The presence of any adipocere indicates that the postmortem interval is at least weeks and probably several months. Under ideal warm, damp conditions, adipocere may be apparent to the naked eye after 3-4 weeks. Ordinarily, this requires some months and extensive adipocere is usually not seen before 5 or 6 months after death. Some authorities suggest that extensive changes require not less than a year after submersion, or upwards of 3 years after burial. Once formed, adipocere will ordinarily remain unchanged for years.
Mummification
Mummification is a modification of putrefaction characterized by the dehydration or dessication of the tissues. The body shrivels and is converted into a leathery or parchment-like mass of skin and tendons surrounding the bone. Mummification develops in conditions of dry heat, especially when there are air currents, e.g. in a desert. Newborn infants, being small and sterile, commonly mummify. Mummification of bodies of adults in temperate climates is unusual unless associated with forced hot-air heating in buildings or other manmade favorable conditions. The forensic importance of mummification lies primarily in the preservation of tissues, which aids in personal identification and the recognition of injuries. The time required for complete mummification of a body cannot be precisely stated, but in ideal conditions mummification may be well advanced by the end of a few weeks.
Maceration
Maceration is the aseptic autolysis of a fetus, which has died in the uterus and remained enclosed within the amniotic sac. Bacterial putrefaction plays no role in the process. The changes of maceration are only seen when a stillborn fetus has been dead for several days before delivery. Examination of the body needs to be prompt because bacterial putrefaction will begin following delivery. The body is extremely flaccid, with a flattened head and undue mobility of the skull. The limbs may be readily separated from the body.
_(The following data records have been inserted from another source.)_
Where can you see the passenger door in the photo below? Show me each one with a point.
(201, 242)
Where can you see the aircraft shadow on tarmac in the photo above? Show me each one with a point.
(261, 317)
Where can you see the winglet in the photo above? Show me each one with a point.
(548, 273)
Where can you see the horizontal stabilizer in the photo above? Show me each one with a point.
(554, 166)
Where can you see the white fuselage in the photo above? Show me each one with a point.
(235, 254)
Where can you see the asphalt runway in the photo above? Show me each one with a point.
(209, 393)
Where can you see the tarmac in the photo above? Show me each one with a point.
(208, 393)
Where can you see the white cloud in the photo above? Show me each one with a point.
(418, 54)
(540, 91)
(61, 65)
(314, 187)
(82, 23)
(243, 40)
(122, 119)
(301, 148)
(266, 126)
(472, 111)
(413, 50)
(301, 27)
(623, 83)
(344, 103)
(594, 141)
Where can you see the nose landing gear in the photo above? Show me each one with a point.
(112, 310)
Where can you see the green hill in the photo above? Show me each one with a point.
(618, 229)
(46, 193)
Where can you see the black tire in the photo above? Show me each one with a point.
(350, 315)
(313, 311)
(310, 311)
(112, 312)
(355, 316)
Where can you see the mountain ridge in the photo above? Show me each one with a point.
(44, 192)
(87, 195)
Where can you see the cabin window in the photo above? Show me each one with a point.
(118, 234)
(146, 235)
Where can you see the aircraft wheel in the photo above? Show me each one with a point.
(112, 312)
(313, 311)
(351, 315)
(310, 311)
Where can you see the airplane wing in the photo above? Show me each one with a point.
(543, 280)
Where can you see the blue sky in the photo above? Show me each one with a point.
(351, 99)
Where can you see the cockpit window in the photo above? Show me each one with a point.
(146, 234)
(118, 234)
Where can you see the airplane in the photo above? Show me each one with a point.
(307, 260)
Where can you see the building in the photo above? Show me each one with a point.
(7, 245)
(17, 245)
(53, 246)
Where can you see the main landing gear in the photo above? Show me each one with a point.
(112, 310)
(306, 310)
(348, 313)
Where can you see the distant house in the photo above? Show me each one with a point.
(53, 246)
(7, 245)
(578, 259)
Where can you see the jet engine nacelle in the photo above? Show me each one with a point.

There are large, moist skin bullae, which rupture to disclose a reddish-brown surface denuded of epidermis. Skin slip discloses similar underlying discoloration. The body has a rancid odor but there is no gas formation. Establishing maceration of the fetus provides proof of a postmortem interval in the uterus, and therefore proof of stillbirth and conclusive evidence against infanticide.
Vitreous Potassium
Several researchers have studied the relationship between the potassium concentration of the vitreous humor of the eye and the postmortem interval. However, within 100 h postmortem, the 95% confidence limits of the different researchers vary from + 9.5 h up to + 40 h. Cases with possible confounding ante-mortem electrolyte disturbances can be excluded by eliminating all cases with a vitreous urea above an arbitrary level of 100mgdl_1. (High urea values in vitreous humor always reflect antemortem retention and are not due to postmortem changes.) Having eliminated these cases, there is a linear relationship between vitreous potassium concentration and time elapsed after death up to 120 h. However, the 95% confidence limits are + 22 h, so that the method has no real practical application. There are also sampling problems, in that the potassium concentration may differ significantly between the left and right eye at the same moment.